The movie Constantine stars Keanu Reeves as a freelance exorcist with a secret lair inside a bowling alley in LA and is set in a world where Roman Catholicism is the one true religion.

This brings to mind the the Stephen King’s story “Trucks” adapted into movie Maximum Overdrive directed by King himself.

King later admitted that he was “coked out of his mind all through its production, and… really didn’t know what he was doing” during a 2002 interview

Amazon’s Wheel of Time.

If I believed in hell, Rafe Judkins would be consigned to every circle therein. Simultaneously. In fully-conscious, pain-riddled pieces.

In other words, I’m not fond of it.

In the film, the underground city is destroyed, leaving thousands of yong people out in the wilderness, with no training, no skills, no tools or weapons, and the Old surface guy states there is very little food. They wont have to worry about turning 30, they will all be dead in a couple months.

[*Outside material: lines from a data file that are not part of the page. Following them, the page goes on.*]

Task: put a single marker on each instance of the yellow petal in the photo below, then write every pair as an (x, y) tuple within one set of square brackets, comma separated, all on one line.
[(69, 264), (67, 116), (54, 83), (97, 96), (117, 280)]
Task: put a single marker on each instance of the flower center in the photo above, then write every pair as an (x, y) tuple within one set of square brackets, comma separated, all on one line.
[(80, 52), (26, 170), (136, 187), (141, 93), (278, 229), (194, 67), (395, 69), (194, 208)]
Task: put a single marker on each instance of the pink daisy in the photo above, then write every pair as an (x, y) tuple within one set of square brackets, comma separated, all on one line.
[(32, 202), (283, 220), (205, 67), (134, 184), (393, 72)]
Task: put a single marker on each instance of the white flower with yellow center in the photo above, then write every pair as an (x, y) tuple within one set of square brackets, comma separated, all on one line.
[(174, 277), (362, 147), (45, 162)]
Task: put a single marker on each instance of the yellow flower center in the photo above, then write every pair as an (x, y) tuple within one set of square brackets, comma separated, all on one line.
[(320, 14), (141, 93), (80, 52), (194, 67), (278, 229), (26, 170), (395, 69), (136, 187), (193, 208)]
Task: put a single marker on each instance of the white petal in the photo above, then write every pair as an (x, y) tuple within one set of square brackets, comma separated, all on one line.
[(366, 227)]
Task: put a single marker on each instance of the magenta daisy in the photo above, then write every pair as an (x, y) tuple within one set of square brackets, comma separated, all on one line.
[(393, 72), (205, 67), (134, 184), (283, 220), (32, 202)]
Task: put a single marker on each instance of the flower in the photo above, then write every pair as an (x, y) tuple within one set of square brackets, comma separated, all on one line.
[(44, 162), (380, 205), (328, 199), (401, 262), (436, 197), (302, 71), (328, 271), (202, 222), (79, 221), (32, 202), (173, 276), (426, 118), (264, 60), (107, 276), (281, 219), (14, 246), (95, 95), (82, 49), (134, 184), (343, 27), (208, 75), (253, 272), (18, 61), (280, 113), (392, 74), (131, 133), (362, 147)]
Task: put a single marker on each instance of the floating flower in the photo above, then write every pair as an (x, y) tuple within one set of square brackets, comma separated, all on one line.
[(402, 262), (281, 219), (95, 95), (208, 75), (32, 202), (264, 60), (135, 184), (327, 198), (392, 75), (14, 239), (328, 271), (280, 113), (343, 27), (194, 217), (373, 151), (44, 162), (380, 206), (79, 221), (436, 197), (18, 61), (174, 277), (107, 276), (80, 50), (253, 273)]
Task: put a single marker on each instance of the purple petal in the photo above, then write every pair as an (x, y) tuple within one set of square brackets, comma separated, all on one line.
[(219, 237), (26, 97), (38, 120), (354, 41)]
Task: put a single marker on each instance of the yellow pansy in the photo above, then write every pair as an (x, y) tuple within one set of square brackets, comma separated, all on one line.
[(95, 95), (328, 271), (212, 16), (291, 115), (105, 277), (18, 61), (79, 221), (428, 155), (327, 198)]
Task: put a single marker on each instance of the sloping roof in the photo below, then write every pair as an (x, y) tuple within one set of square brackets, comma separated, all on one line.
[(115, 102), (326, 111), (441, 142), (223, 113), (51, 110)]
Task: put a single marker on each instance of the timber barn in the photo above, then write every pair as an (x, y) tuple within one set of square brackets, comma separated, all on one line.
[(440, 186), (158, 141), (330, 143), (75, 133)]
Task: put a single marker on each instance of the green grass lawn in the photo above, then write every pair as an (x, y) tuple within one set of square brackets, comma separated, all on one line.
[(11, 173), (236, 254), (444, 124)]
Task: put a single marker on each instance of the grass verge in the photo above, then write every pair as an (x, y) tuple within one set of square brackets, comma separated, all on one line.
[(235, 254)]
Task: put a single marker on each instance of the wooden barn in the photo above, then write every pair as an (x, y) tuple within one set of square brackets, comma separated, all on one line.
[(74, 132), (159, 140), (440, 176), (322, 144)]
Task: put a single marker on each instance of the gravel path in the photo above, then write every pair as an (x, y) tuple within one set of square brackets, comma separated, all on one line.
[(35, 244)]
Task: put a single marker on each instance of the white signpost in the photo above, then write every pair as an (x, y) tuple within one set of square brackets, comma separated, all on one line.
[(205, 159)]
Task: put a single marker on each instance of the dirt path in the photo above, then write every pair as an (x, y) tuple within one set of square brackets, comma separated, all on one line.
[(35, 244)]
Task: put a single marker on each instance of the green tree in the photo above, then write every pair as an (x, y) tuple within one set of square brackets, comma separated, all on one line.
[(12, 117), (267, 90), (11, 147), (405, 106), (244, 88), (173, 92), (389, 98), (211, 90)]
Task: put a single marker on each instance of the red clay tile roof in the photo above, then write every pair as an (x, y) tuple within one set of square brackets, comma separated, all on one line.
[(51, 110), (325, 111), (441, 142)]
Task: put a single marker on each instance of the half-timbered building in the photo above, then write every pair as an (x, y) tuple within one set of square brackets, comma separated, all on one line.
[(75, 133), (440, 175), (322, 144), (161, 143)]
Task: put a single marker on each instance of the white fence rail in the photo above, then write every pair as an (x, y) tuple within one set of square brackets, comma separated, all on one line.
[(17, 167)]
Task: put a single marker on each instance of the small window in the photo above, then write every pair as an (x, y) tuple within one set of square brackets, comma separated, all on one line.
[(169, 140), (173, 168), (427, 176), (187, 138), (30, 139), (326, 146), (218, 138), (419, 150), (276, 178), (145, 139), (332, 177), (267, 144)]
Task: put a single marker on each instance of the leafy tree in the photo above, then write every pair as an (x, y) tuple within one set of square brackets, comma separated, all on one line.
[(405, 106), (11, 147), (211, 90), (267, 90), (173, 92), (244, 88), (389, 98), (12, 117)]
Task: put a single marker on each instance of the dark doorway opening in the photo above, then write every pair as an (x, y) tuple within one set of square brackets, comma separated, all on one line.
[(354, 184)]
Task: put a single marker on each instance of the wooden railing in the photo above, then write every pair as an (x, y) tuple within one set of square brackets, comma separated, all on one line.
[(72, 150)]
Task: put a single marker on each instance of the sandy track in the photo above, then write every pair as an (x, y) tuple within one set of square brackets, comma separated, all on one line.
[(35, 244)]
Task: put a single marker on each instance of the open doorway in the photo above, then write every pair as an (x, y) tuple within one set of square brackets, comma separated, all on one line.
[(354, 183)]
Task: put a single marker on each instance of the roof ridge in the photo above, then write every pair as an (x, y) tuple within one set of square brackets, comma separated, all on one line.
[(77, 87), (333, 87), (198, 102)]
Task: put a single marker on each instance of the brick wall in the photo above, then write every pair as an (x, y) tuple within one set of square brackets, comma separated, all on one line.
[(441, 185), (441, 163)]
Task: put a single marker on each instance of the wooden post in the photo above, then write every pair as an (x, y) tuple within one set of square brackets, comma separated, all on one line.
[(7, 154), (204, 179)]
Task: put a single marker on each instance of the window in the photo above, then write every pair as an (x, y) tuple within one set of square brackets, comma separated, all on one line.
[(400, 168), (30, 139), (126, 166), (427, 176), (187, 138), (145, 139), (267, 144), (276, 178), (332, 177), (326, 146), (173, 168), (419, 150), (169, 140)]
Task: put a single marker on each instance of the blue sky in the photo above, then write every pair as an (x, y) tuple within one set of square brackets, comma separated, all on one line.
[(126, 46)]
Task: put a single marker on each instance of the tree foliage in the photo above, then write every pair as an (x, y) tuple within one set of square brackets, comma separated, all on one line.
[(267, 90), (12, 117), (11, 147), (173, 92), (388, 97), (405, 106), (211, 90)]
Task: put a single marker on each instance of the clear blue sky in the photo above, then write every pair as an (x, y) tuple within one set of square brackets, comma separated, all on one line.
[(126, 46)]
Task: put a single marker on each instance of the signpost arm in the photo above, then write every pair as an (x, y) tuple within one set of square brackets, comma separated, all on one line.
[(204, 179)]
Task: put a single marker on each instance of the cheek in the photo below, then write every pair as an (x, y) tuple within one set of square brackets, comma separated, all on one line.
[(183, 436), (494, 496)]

Most of the James Bond movies fall into the category of “bad adaptations”. It’s easier to list the ones in which they tried to be faithful (mostly the first few) –Dr. No (sorta) From Russia with Love, Goldfinger, Thunderball, On Her Majesty’s Secret Service, and parts of For Your Eyes Only. You can’t really blame them for The Spy Who Loved Me – Fleming wouldn’t let them use anything more than the title, which turned out to be a good thing. Except they didn’t have to make a movie that bad. Most of the others really have almost no connection with their nominal source, starting with You Only Live Twice

I notice the same disconnect between other spy movies and the novel. Look at Ice Station Zebra, or The Osterman Weekend

Or The Bourne Identity and its sequels. They took the story out its Cold War setting and dropped it into the 2000s, and had to rewrite pretty much the entire thing as a result.

Yeah, that’s kind of the way I feel about it. It’s not even an adaptation, just a movie that has some of the same names for characters and institutions, but that doesn’t follow the same story, have the same ending, or the same point.

And really all anyone remembers is Dana Delany coming out of the pool.

That kind of points to something I have noticed in the thread thus far. There seem to be two types of contenders for this thread- the first seem to be “adaptations” that only share the title and maybe character names, but that don’t have the same characterizations, stories, or endings. The second seems to be adaptations that significantly change the ending/story, or characterizations.

I suppose there could be a third, which would be adaptations that attempted to stay true to the source material, but were just poorly done. I can’t think of any off the top of my head though.